En 1862, Mons. Wilhelm E. Ketteler (1811-77), obispo de Maguncia, promotor de leyes sociales y de un cooperativismo de producción entre los obreros, el autor de La cuestión obrera y el cristianismo (1864), a quien León XIII se referiría como «mi predecesor», afirmaba con claridad: «El cristianismo imprime al hombre un sello de elevación y grandeza que da a un Estado cristiano incontestable superioridad sobre las demás sociedades políticas». «Y esto viene dado así porque se atiene a una moral superior, de tal modo que se ve por esto que decimos cuán estrechamente ligada está la libertad política a la libertad moral.
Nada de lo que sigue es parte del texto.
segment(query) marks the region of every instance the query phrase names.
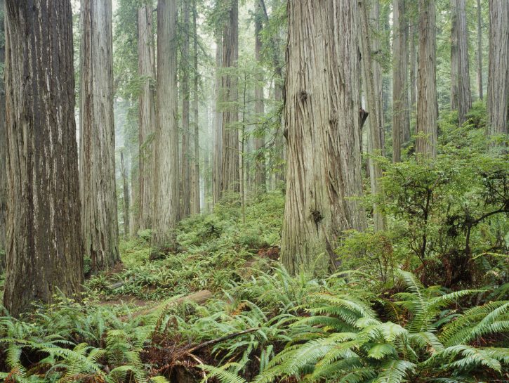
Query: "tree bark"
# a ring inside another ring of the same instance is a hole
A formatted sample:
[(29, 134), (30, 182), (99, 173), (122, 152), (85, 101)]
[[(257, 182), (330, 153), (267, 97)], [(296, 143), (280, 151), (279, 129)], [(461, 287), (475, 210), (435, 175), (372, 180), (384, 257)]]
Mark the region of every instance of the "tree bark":
[(216, 41), (216, 109), (214, 116), (214, 156), (213, 174), (212, 179), (213, 205), (221, 199), (221, 185), (223, 179), (223, 112), (220, 111), (220, 102), (223, 98), (221, 89), (222, 77), (220, 69), (223, 66), (223, 36), (218, 33)]
[(239, 1), (232, 0), (223, 37), (223, 158), (221, 194), (240, 191), (239, 164), (239, 90), (236, 72), (239, 60)]
[(394, 0), (392, 11), (392, 162), (401, 161), (403, 143), (410, 139), (408, 98), (408, 16), (406, 0)]
[(155, 136), (152, 247), (175, 240), (179, 209), (176, 0), (157, 5), (157, 130)]
[(111, 0), (81, 0), (80, 195), (92, 272), (120, 261), (115, 186)]
[(508, 133), (508, 98), (509, 2), (489, 0), (489, 136)]
[(369, 7), (369, 22), (371, 30), (374, 31), (371, 39), (371, 65), (373, 68), (373, 79), (374, 82), (375, 98), (378, 103), (379, 115), (378, 129), (380, 129), (380, 144), (381, 145), (381, 154), (385, 155), (385, 133), (384, 129), (383, 119), (383, 96), (382, 91), (382, 43), (381, 30), (380, 27), (380, 1), (379, 0), (371, 0)]
[(129, 185), (127, 182), (127, 172), (124, 164), (124, 151), (120, 152), (120, 171), (122, 174), (123, 194), (124, 200), (122, 205), (124, 207), (124, 238), (127, 239), (129, 237)]
[(139, 96), (139, 227), (152, 227), (154, 183), (154, 134), (155, 108), (155, 56), (152, 33), (152, 9), (144, 5), (138, 11), (138, 68), (142, 84)]
[(191, 145), (189, 127), (190, 91), (189, 85), (189, 1), (183, 1), (183, 45), (180, 60), (182, 73), (182, 150), (180, 166), (182, 168), (182, 207), (181, 218), (189, 216), (191, 214)]
[[(258, 63), (258, 72), (256, 76), (256, 84), (255, 86), (255, 114), (256, 118), (260, 119), (265, 112), (265, 103), (263, 100), (263, 72), (261, 68), (262, 60), (262, 39), (261, 32), (263, 28), (260, 18), (261, 6), (260, 3), (256, 5), (256, 16), (255, 19), (255, 57)], [(255, 190), (256, 193), (266, 193), (265, 171), (265, 156), (263, 154), (263, 149), (265, 146), (265, 134), (258, 134), (255, 138), (255, 150), (256, 155), (255, 157)]]
[[(0, 35), (4, 36), (5, 1), (0, 0)], [(6, 48), (4, 41), (0, 40), (0, 65), (4, 67)], [(6, 221), (7, 219), (7, 176), (6, 167), (6, 91), (4, 70), (0, 72), (0, 273), (6, 263)]]
[[(417, 18), (415, 18), (414, 22), (416, 22)], [(416, 48), (416, 36), (417, 35), (417, 27), (414, 25), (409, 30), (410, 44), (410, 115), (411, 117), (416, 115), (416, 105), (417, 103), (417, 49)]]
[(419, 0), (416, 152), (423, 159), (437, 156), (437, 42), (435, 1)]
[[(372, 5), (373, 2), (373, 0), (371, 0)], [(358, 4), (362, 32), (360, 46), (362, 49), (362, 66), (366, 90), (366, 96), (368, 101), (367, 109), (369, 112), (368, 116), (369, 123), (368, 152), (372, 156), (381, 155), (382, 153), (382, 144), (380, 135), (381, 131), (383, 131), (383, 121), (382, 119), (382, 108), (378, 93), (379, 89), (376, 87), (374, 79), (374, 65), (371, 58), (371, 43), (366, 1), (359, 0)], [(374, 195), (381, 194), (383, 193), (383, 188), (380, 180), (382, 178), (382, 169), (380, 167), (380, 164), (373, 158), (369, 159), (368, 164), (371, 193)], [(383, 214), (381, 212), (377, 204), (374, 204), (373, 207), (373, 220), (375, 230), (377, 231), (383, 231), (385, 228)]]
[(465, 3), (451, 0), (451, 110), (458, 111), (460, 124), (472, 108)]
[(7, 0), (6, 11), (4, 304), (16, 316), (34, 301), (51, 302), (58, 290), (78, 293), (84, 249), (71, 5)]
[(281, 259), (292, 273), (324, 273), (341, 233), (365, 226), (360, 205), (349, 199), (362, 194), (357, 12), (349, 0), (287, 5)]
[(479, 99), (482, 100), (482, 15), (481, 0), (477, 0), (477, 88)]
Mientras más moral es el hombre, más libre se encuentra del egoísmo y del yugo de las malas pasiones, y mayor es también la posibilidad de aumentar la suma de sus libertades. Quien sabe gobernar su propio corazón no tiene necesidad de ser encadenado exteriormente. Un pueblo verdaderamente cristiano podrá gozar de la más completa autonomía, en tanto que la revolución y el espíritu revolucionario son enemigos de toda libertad. El hombre animal de que habla la Escritura abusa de todas las libertades, y va a dar necesariamente en el absolutismo».